Re: pg_basebackup, pg_receivexlog and data durability (was: silent data loss with ext4 / all current versions)

From: Michael Paquier <michael(dot)paquier(at)gmail(dot)com>
To: Peter Eisentraut <peter(dot)eisentraut(at)2ndquadrant(dot)com>
Cc: PostgreSQL mailing lists <pgsql-hackers(at)postgresql(dot)org>
Subject: Re: pg_basebackup, pg_receivexlog and data durability (was: silent data loss with ext4 / all current versions)
Date: 2016-09-23 15:15:22
Message-ID: CAB7nPqQL0fCp0eDcVD6+3+Je24xeApU14vKz_pBpNA0sTPwLgQ@mail.gmail.com
Views: Raw Message | Whole Thread | Download mbox | Resend email
Thread:
Lists: pgsql-hackers

On Fri, Sep 23, 2016 at 10:54 AM, Peter Eisentraut
<peter(dot)eisentraut(at)2ndquadrant(dot)com> wrote:
> This is looking pretty good. More comments on this patch set:

Thanks for the review.

> 0001:
>
> Keep the file order alphabetical in Mkvcbuild.pm.
>
> Needs nls.mk updates for file move (in initdb and pg_basebackup
> directories).

Fixed.

> 0002:
>
> durable_rename needs close(fd) in non-error path (compare backend code).

Oops, leak.

> Changing from fsync() to fsync_name() in some cases means that
> inaccessible files are now ignored. I guess this would only happen in
> very obscure circumstances, but it's worth considering if that is OK.
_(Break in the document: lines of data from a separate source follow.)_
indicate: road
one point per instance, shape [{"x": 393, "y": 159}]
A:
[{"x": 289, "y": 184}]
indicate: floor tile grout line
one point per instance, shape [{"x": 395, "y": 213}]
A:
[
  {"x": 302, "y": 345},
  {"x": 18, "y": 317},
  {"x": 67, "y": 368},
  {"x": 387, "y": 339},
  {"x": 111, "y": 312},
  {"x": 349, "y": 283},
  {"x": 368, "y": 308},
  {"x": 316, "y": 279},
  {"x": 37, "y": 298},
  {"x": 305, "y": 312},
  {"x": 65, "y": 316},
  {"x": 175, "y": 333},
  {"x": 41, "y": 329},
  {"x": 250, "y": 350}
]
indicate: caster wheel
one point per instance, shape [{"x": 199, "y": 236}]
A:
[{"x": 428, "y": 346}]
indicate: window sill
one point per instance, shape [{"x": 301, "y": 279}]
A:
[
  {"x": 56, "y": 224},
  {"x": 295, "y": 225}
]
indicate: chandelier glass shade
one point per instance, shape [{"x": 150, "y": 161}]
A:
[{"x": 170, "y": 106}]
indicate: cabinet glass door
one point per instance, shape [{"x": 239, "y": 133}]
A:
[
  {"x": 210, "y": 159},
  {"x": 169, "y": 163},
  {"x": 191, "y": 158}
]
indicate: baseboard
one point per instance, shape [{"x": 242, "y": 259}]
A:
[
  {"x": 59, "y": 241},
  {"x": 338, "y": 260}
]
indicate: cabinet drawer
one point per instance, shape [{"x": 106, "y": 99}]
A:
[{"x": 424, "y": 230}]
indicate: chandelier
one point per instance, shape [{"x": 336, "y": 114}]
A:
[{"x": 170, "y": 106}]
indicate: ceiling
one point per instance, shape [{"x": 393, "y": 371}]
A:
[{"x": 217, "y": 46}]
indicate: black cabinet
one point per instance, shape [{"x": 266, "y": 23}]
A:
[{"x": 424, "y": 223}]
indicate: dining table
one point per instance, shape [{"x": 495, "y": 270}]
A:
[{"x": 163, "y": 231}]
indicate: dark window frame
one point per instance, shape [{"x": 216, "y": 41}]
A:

In writeTimeLineHistoryFile() that's fine, the user should have
ownership of it as it has been created by receivelog.c. Similar remark
for .
In mark_file_as_archived, the previous open() call would have just failed.

> You added this comment:
> * XXX: This means that we might not restart if a crash occurs
> before the
> * fsync below. We probably should create the file in a temporary path
> * like the backend does...
> pg_receivexlog uses the .partial suffix for this reason. Why doesn't
> pg_basebackup do that?

Because it matters for pg_receivexlog as it has a retry logic and it
is able to rework on a partial segment. Thinking more about that this
comment does not make much sense, because for pg_basebackup a crash
would just cause the backup to be incomplete, so I have removed it.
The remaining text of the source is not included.